Asked about covering Duke and Krzyzewski, who play in Charlotte on Friday night, Hill offered a glimpse of his approach to broadcasting. While he knows Duke better than any other program for obvious reasons, Hill insists on studying and analyzing the Blue Devils in the same way he would any other school.
That, he said, ensures he doesn’t take short cuts. This season, his first college game as an analyst was Duke-Notre Dame.
During his pro career, Hill spent little time watching and following the NCAA tournament. March is when the NBA season is grinding toward its April finish, a time for pro teams to make a last push to land a playoff spot — or improve their seeding. In 2013-14, Hill’s first season out of the NBA, he rediscovered the frantic excitement of the tournament. (Let us avoid the words Cinderella and Big Dance and do our best to limit references to brackets and March Madness. Please.)
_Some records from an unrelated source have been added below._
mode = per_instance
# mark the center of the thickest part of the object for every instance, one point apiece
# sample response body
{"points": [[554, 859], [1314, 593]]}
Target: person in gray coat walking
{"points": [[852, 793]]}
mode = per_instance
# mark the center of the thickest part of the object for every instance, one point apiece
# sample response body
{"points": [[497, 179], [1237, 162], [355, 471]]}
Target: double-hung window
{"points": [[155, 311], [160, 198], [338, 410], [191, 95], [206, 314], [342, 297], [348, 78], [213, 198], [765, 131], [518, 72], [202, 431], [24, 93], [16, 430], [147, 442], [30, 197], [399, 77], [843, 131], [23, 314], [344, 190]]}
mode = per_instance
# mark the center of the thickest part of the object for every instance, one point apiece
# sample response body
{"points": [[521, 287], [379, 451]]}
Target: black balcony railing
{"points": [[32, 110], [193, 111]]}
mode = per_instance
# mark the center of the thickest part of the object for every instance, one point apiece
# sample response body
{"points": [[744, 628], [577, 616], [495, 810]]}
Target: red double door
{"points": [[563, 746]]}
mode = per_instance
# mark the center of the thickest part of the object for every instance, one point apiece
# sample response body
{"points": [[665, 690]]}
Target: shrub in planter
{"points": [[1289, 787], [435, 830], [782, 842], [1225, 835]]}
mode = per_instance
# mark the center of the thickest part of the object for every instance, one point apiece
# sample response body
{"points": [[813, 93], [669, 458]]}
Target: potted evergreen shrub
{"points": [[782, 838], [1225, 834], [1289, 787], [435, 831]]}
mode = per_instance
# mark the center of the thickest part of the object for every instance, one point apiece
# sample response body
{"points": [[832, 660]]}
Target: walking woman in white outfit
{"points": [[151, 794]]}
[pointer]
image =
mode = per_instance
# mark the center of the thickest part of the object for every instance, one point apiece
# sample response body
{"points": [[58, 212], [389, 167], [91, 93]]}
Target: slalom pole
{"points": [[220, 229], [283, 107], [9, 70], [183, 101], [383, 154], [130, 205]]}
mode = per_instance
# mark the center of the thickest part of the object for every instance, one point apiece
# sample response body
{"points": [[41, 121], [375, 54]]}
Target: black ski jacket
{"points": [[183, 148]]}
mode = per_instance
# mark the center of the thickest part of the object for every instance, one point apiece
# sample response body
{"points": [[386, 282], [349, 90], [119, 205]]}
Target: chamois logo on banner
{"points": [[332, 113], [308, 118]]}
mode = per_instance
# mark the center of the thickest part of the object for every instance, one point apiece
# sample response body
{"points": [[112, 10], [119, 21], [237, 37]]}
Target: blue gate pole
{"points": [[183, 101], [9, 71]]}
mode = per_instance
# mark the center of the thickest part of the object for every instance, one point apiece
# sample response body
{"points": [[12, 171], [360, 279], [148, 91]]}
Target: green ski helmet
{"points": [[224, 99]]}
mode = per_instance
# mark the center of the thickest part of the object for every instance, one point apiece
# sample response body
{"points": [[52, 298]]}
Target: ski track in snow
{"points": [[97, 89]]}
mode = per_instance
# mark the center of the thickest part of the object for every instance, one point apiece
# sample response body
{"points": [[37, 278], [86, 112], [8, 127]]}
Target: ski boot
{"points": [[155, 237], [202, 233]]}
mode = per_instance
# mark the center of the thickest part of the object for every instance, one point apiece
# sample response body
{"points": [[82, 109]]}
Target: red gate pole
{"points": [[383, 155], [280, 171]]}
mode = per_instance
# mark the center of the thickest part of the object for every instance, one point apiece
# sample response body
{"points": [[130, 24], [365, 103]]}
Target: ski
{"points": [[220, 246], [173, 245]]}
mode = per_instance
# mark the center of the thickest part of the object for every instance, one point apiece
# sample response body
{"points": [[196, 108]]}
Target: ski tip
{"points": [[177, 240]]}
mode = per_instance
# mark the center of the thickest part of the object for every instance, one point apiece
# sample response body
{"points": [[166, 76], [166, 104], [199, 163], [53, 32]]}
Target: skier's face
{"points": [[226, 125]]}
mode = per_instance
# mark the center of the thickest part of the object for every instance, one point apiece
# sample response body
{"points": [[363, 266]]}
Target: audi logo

Not only did Hill play in three Final Fours — as a senior, his Duke team lost the NCAA title game to Arkansas at Charlotte Coliseum— he also happened to be part of one of the most famous plays in tournament history. In the 1992 NCAA regional finals in Philadelphia, with a Final Four appearance at stake, Kentucky led Duke by one point with 2.1 seconds left in overtime. Hill, the inbounds passer for Duke, hurled a 75-foot pass to teammate Christian Laettner, who grabbed the ball, dribbled and spun before hitting a buzzer-beating jump shot to win the game, 104-103. The play remains an indelible moment, replayed endlessly each year during the tournament.
“The further removed from it (I get), you understand the impact and how iconic a moment that was. What was on the line, the ramifications, the game itself represents the greatness of both teams. I get to relive it now, every year. When I was in the NBA, the NBA consumes you. So now that I’m retired, I feel like I’ve talked more about that game and that play than I had the previous 22 years. It’s pretty cool to have been part of a play that’s been talked about.”
A reference to a new ESPN documentary, I Hate Christian Laettner, prompts Hill to explain how his former teammate was nothing like his perception as an arrogant pretty boy who never struggled in basketball or anywhere else.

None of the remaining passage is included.